Friday, March 29, 2024

Volunteer group provides services for local organizations, families

February 2, 2017
Left, biochemistry junior Jose Sanchez, and interdisciplinary studies and public policy sophomore Xue Lin Wang make brownies on Jan. 30, 2017 at Ronald Mcdonald House at 121 S. Holmes St. in Lansing. Sanchez and Wang are a part of the on-campus group called Spartans Rebuilding Michigan. The group consists of over 200 students who complete 10 volunteer projects a week.
Left, biochemistry junior Jose Sanchez, and interdisciplinary studies and public policy sophomore Xue Lin Wang make brownies on Jan. 30, 2017 at Ronald Mcdonald House at 121 S. Holmes St. in Lansing. Sanchez and Wang are a part of the on-campus group called Spartans Rebuilding Michigan. The group consists of over 200 students who complete 10 volunteer projects a week. —

What started as an attempt to rekindle long-lost friendships has developed into a philanthropic group on campus that prides itself on completing 10 volunteer projects per week.

Spartans Rebuilding Michigan, SRM, began three years ago, and since its start it has grown more than 25 times its original size. The original founders wanted to find a way for students to easily connect with the community and give back, finance senior Sameer Jauhar said. Jauhar helped his friends from high school found the group and now serves as its president.

“Essentially, they wanted to find a way for students to easily connect with the community and give back,” he said. “No one knew what this was, or what it was going to become.”

SRM is notably larger than other on-campus volunteer groups. Each member volunteers five hours per week.

“When you’re just joining a club initially, hearing you have to do 50 hours a semester might kind of scare some people who aren’t really sure if they want to do it,” he said.

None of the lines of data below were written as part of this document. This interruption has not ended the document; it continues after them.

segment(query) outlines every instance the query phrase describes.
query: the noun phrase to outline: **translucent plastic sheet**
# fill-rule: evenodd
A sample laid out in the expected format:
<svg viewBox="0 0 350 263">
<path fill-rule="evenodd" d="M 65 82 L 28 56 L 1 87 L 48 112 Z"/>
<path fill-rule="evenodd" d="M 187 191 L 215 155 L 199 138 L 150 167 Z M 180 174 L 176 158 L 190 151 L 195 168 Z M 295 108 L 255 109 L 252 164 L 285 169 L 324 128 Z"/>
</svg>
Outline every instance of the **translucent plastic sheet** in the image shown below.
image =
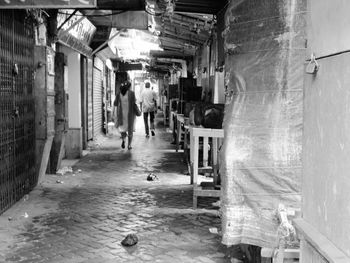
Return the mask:
<svg viewBox="0 0 350 263">
<path fill-rule="evenodd" d="M 303 0 L 246 0 L 226 13 L 226 245 L 276 247 L 278 205 L 300 209 L 305 10 Z"/>
<path fill-rule="evenodd" d="M 300 207 L 302 92 L 239 94 L 221 152 L 223 243 L 276 246 L 276 209 Z"/>
</svg>

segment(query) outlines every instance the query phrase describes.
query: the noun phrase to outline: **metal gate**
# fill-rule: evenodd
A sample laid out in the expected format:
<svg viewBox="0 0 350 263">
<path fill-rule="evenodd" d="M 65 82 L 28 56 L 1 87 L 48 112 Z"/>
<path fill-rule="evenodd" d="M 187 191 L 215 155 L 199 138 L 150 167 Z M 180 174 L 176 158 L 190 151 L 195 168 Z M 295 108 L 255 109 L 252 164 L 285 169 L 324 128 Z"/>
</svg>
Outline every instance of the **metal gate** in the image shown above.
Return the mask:
<svg viewBox="0 0 350 263">
<path fill-rule="evenodd" d="M 0 213 L 37 183 L 33 25 L 25 12 L 0 11 Z"/>
<path fill-rule="evenodd" d="M 103 128 L 103 85 L 102 71 L 94 67 L 93 71 L 93 107 L 94 107 L 94 138 L 102 134 Z"/>
<path fill-rule="evenodd" d="M 87 97 L 88 97 L 88 140 L 93 139 L 93 96 L 92 96 L 92 59 L 87 59 L 87 71 L 88 71 L 88 91 L 87 91 Z"/>
</svg>

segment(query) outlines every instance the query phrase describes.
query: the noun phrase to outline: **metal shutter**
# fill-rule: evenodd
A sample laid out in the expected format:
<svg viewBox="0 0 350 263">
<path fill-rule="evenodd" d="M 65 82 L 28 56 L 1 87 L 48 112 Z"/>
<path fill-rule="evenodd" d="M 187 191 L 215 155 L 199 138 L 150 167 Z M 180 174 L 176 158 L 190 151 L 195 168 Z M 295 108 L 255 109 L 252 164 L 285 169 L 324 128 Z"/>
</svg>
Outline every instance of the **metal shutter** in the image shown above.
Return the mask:
<svg viewBox="0 0 350 263">
<path fill-rule="evenodd" d="M 93 69 L 93 113 L 94 113 L 94 137 L 102 133 L 102 71 Z"/>
<path fill-rule="evenodd" d="M 38 179 L 34 32 L 24 18 L 21 11 L 0 11 L 0 213 L 33 189 Z"/>
<path fill-rule="evenodd" d="M 87 91 L 87 99 L 88 99 L 88 105 L 87 105 L 87 115 L 88 115 L 88 134 L 87 139 L 92 140 L 93 139 L 93 85 L 92 85 L 92 60 L 88 59 L 87 63 L 87 78 L 88 78 L 88 91 Z"/>
</svg>

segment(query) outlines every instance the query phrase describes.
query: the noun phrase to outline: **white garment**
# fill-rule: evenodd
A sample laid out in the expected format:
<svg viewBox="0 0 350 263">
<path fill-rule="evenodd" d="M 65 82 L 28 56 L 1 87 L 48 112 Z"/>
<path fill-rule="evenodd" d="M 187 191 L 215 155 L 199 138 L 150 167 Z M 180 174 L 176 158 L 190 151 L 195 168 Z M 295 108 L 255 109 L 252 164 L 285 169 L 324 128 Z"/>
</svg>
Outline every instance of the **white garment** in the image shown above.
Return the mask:
<svg viewBox="0 0 350 263">
<path fill-rule="evenodd" d="M 141 103 L 143 112 L 152 112 L 156 110 L 156 93 L 150 88 L 145 88 L 141 93 Z"/>
<path fill-rule="evenodd" d="M 121 103 L 121 108 L 122 108 L 122 113 L 123 113 L 123 124 L 118 127 L 119 132 L 127 132 L 128 131 L 128 115 L 129 115 L 129 92 L 126 92 L 125 95 L 123 96 L 120 93 L 120 103 Z"/>
</svg>

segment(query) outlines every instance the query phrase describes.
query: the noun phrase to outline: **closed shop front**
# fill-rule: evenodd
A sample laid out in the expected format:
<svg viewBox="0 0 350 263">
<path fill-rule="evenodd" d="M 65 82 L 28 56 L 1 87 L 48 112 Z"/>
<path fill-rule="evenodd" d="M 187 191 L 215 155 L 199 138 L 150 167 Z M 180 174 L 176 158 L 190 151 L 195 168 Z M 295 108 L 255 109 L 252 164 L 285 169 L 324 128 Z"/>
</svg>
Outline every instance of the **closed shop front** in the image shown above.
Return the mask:
<svg viewBox="0 0 350 263">
<path fill-rule="evenodd" d="M 93 116 L 94 137 L 102 133 L 103 129 L 103 62 L 95 57 L 93 67 Z"/>
<path fill-rule="evenodd" d="M 0 11 L 0 213 L 37 183 L 34 33 L 25 12 Z"/>
</svg>

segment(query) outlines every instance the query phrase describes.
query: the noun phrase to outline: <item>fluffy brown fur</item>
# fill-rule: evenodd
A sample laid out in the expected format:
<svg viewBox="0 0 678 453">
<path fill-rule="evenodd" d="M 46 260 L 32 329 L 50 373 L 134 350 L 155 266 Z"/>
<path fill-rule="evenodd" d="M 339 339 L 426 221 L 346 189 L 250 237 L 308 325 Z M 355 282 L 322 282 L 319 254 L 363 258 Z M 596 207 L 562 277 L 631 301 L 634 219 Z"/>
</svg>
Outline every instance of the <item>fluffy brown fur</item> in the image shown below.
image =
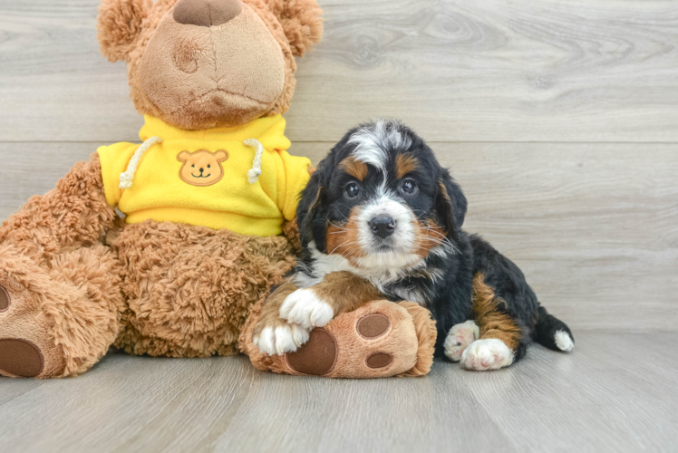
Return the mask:
<svg viewBox="0 0 678 453">
<path fill-rule="evenodd" d="M 170 222 L 130 225 L 113 248 L 128 301 L 115 346 L 137 355 L 237 353 L 253 302 L 294 265 L 285 237 Z"/>
<path fill-rule="evenodd" d="M 303 345 L 297 352 L 268 356 L 259 352 L 252 342 L 257 323 L 261 319 L 262 304 L 252 309 L 240 335 L 240 349 L 249 355 L 252 364 L 259 370 L 278 373 L 305 375 L 290 366 L 290 354 L 304 353 Z M 387 331 L 373 339 L 363 337 L 356 329 L 366 315 L 379 314 L 388 318 Z M 382 378 L 388 376 L 421 376 L 427 374 L 433 362 L 436 341 L 435 322 L 428 310 L 413 303 L 379 300 L 356 310 L 344 313 L 323 328 L 334 338 L 334 354 L 332 369 L 322 374 L 328 378 Z M 367 359 L 374 354 L 391 356 L 383 367 L 371 368 Z M 309 359 L 318 359 L 316 357 Z"/>
<path fill-rule="evenodd" d="M 185 105 L 160 108 L 149 99 L 150 93 L 144 88 L 143 81 L 152 74 L 143 70 L 142 59 L 160 20 L 175 3 L 176 0 L 158 0 L 155 4 L 148 0 L 105 0 L 100 6 L 97 29 L 102 53 L 111 61 L 124 60 L 127 62 L 131 89 L 131 97 L 140 113 L 156 116 L 184 129 L 198 130 L 228 126 L 232 123 L 240 124 L 257 116 L 276 115 L 289 109 L 296 84 L 295 56 L 302 56 L 323 36 L 321 10 L 315 0 L 245 0 L 243 2 L 258 15 L 280 46 L 285 61 L 285 82 L 279 95 L 271 103 L 266 103 L 258 110 L 248 111 L 228 118 L 228 124 L 218 118 L 201 115 L 203 109 L 218 108 L 208 103 L 187 111 Z M 189 47 L 192 48 L 190 52 L 195 53 L 196 48 L 203 47 L 196 41 L 196 34 L 203 33 L 208 32 L 207 29 L 186 31 L 167 36 L 157 36 L 156 39 L 166 42 L 168 45 L 175 42 L 178 43 L 187 41 L 193 43 L 193 45 Z M 228 31 L 225 29 L 218 33 L 228 34 Z M 206 35 L 205 39 L 209 41 L 211 38 Z M 186 44 L 183 47 L 186 50 Z M 181 46 L 179 48 L 180 49 Z M 208 51 L 208 49 L 203 50 Z M 186 55 L 179 56 L 183 58 L 179 58 L 179 61 L 185 64 Z M 244 53 L 241 58 L 247 60 L 250 58 L 250 55 Z M 185 91 L 185 83 L 182 83 L 180 80 L 172 79 L 172 81 L 173 83 L 163 84 L 166 91 Z M 190 90 L 185 93 L 177 93 L 176 99 L 181 100 L 182 102 L 187 100 L 187 97 L 189 101 L 195 101 L 191 99 L 191 96 L 193 92 L 196 92 L 196 86 L 191 86 Z M 199 90 L 198 92 L 199 92 Z M 170 93 L 163 93 L 165 96 L 169 94 Z"/>
</svg>

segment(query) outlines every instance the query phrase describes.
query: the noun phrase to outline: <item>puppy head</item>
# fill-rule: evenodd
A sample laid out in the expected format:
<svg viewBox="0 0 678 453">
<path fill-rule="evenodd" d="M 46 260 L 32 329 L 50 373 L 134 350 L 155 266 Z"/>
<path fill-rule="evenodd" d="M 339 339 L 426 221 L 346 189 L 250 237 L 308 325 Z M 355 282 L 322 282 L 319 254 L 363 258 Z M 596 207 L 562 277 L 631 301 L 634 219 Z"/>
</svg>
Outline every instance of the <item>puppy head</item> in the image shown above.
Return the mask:
<svg viewBox="0 0 678 453">
<path fill-rule="evenodd" d="M 466 198 L 429 146 L 397 121 L 349 131 L 302 194 L 302 243 L 365 270 L 416 266 L 453 250 Z"/>
</svg>

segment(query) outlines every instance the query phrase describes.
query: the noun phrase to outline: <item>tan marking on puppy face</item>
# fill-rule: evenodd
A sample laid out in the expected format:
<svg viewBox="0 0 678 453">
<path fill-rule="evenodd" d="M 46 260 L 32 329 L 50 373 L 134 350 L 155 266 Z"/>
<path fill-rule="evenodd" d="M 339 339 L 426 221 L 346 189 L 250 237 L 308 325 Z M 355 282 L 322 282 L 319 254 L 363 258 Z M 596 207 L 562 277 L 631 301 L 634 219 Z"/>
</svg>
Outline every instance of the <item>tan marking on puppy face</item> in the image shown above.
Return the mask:
<svg viewBox="0 0 678 453">
<path fill-rule="evenodd" d="M 360 246 L 358 217 L 360 207 L 354 207 L 343 226 L 331 224 L 327 227 L 327 255 L 341 255 L 354 264 L 353 259 L 364 256 Z"/>
<path fill-rule="evenodd" d="M 228 153 L 219 149 L 214 154 L 207 149 L 195 152 L 181 151 L 177 160 L 183 162 L 179 177 L 191 186 L 205 187 L 217 184 L 224 177 L 221 162 L 228 159 Z"/>
<path fill-rule="evenodd" d="M 395 158 L 395 172 L 399 179 L 408 173 L 412 173 L 417 168 L 419 168 L 419 162 L 412 156 L 400 154 Z"/>
<path fill-rule="evenodd" d="M 432 218 L 415 222 L 414 253 L 421 259 L 431 253 L 431 250 L 445 242 L 447 232 Z"/>
<path fill-rule="evenodd" d="M 353 156 L 342 160 L 339 168 L 359 181 L 364 180 L 367 177 L 367 164 L 355 160 Z"/>
<path fill-rule="evenodd" d="M 513 318 L 499 310 L 499 305 L 506 305 L 506 302 L 497 297 L 494 289 L 485 284 L 485 276 L 479 272 L 473 277 L 472 300 L 480 338 L 497 338 L 515 351 L 523 335 L 522 330 Z"/>
</svg>

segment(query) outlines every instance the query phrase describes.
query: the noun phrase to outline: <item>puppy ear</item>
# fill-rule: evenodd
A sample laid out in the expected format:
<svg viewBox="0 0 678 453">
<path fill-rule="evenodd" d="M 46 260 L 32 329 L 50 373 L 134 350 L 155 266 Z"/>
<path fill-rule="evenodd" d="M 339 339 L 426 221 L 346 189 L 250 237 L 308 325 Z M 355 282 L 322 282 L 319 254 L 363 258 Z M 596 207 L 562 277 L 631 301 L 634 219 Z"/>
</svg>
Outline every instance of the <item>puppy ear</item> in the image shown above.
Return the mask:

For Jauhar, volunteering is doing what he can to “balance out the scale” of social inequality. When he is helping others, be it making lesson plans for elementary school students or cooking a meal for the Ronald McDonald House, Jauhar said he has found meaning in the moment.

Jauhar said while volunteering at Haven House of East Lansing, an emergency transitional housing service for families, he experienced a moment of realization.

“This little boy comes up to me,” he said. “He was probably 8 years old, and he asks me if I need help making the meal. That was fun for five or so minutes and we keep talking, and just out of nowhere he says, ‘I wish I had a home.’”

Jauhar said the moment stuck with him. He has been fortunate to never have to worry about shelter or where his next meal was coming from, he said, and giving back is the least that he can do.

When the volunteer group comes in to Haven House, they are there to help the kids have fun and not focus on anything that is going on with their families, Haven House volunteer and special projects coordinator Chequoya Spearman said.

“When (the residents) meet with staff here, they have to talk about their situation,” Spearman said. “But when the volunteers are here, they can actually talk to them and get to know them on a personal level.”

She said having college-aged students come in to volunteer gives the young residents someone to look up to.

“They see that they’re in college and it makes them want to grow up and be just like them, just like a role model," Spearman said.

The on-campus group also volunteers time to the Ronald McDonald House of Mid-Michigan on a regular basis. SRM external vice president Melissa Trujillo said helping cook dinner is one easy way to help a family.

"They are nice and respectful people that are going through a really hard time," Trujillo, an advertising junior, said. "They’re happy to see people going out of their way to help them, especially college students."

The club will continue their volunteer efforts through the end of the semester where they end with the largest fundraiser they host, Klimb for Kids, which will take place at the Breslin Center on Feb. 18 with the help of ASMSU. The event fundraises for the Children’s Miracle Network and all ticket sales go directly back into the local community.